No hejka :*
Dzisiaj rozpoczęłam "okres bez słodyczy". Musi się udać, bo przez to waga mi stoi. Na siłownię pójdę dopiero jutro.Muszę jutro nadrobić te kilka dni nie uczęszczania na siłkę. Dzisiaj jeszcze uczę się do konkursu z historii, załamka :(
Trzy dni wolnego zbliżają się dużymi krokami. Już mogę się doczekać tego "nic nierobienia" :).

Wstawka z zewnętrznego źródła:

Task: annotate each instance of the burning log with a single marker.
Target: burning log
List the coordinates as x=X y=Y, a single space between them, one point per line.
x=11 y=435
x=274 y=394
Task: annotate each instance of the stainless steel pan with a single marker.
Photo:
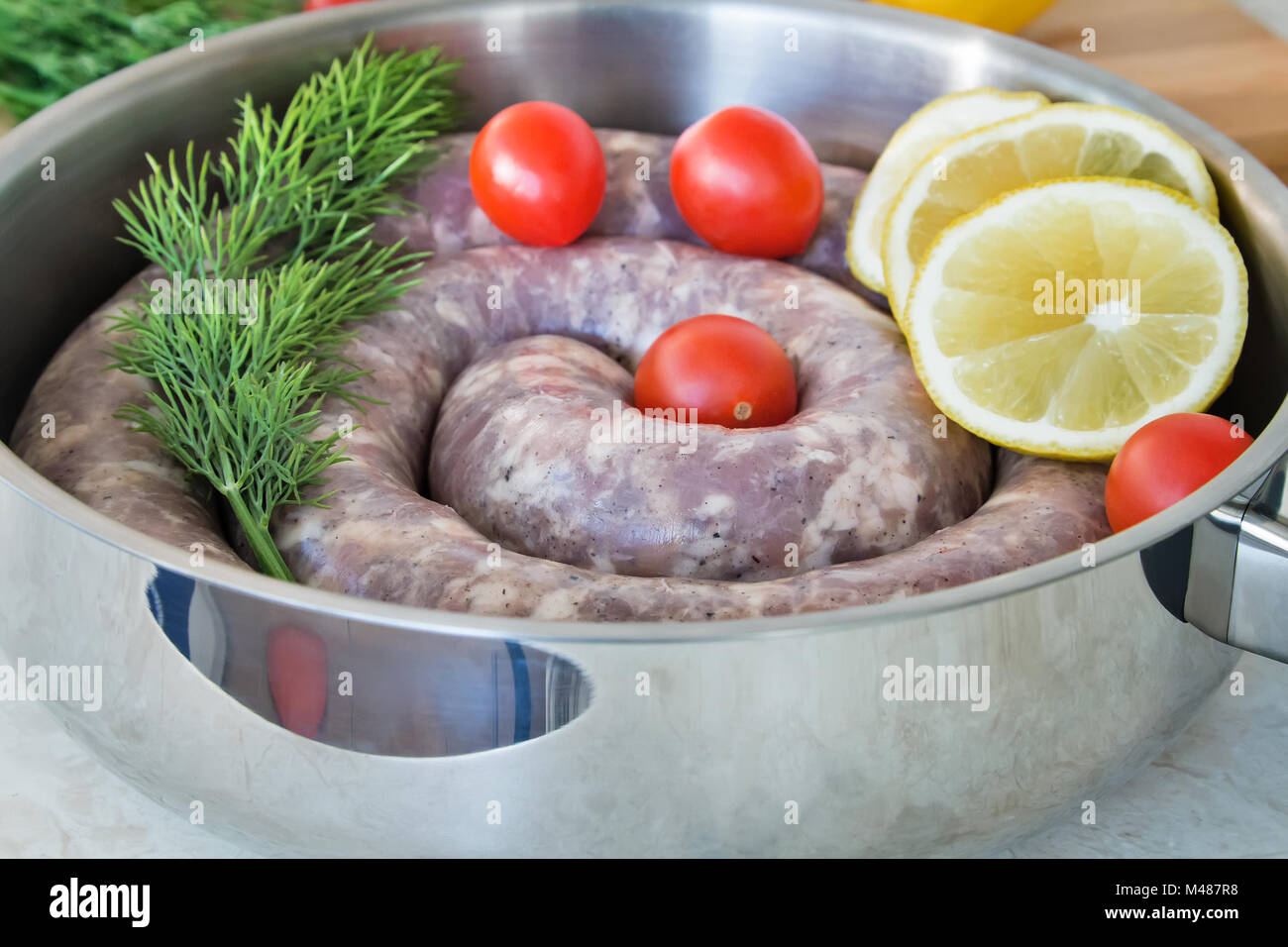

W sumie to muszę skoczyć na siłownie w weekend i nadrobić nieobecność :)
Spadam, się uczyć :(((
UDA NAM SIĘ! :D
PoTrupachDoCeluuu
7 listopada 2013, 21:47Miłej nauki! :) 3mam kciuki za te obrzydliwe słodycze, a raczej ich brak!
joannasp1989
7 listopada 2013, 14:05to jestesmy moja droga na tym samym etapie, ja tez bede musiala nadrobic brak cwiczen i jutro juz bede miec zero slodkiego bo dzis wzielam czekoladke..powodzenia i wytrwalosci :)
YsiaK
7 listopada 2013, 13:00ja już 4 dni bez słodyczy:) powodzenia:)
ewelinkaa87
7 listopada 2013, 12:36ja też się dołączam:)
MademoiselleCatherina
7 listopada 2013, 12:35To i ja dołączam do tych Twoich dni bez słodyczy ;-)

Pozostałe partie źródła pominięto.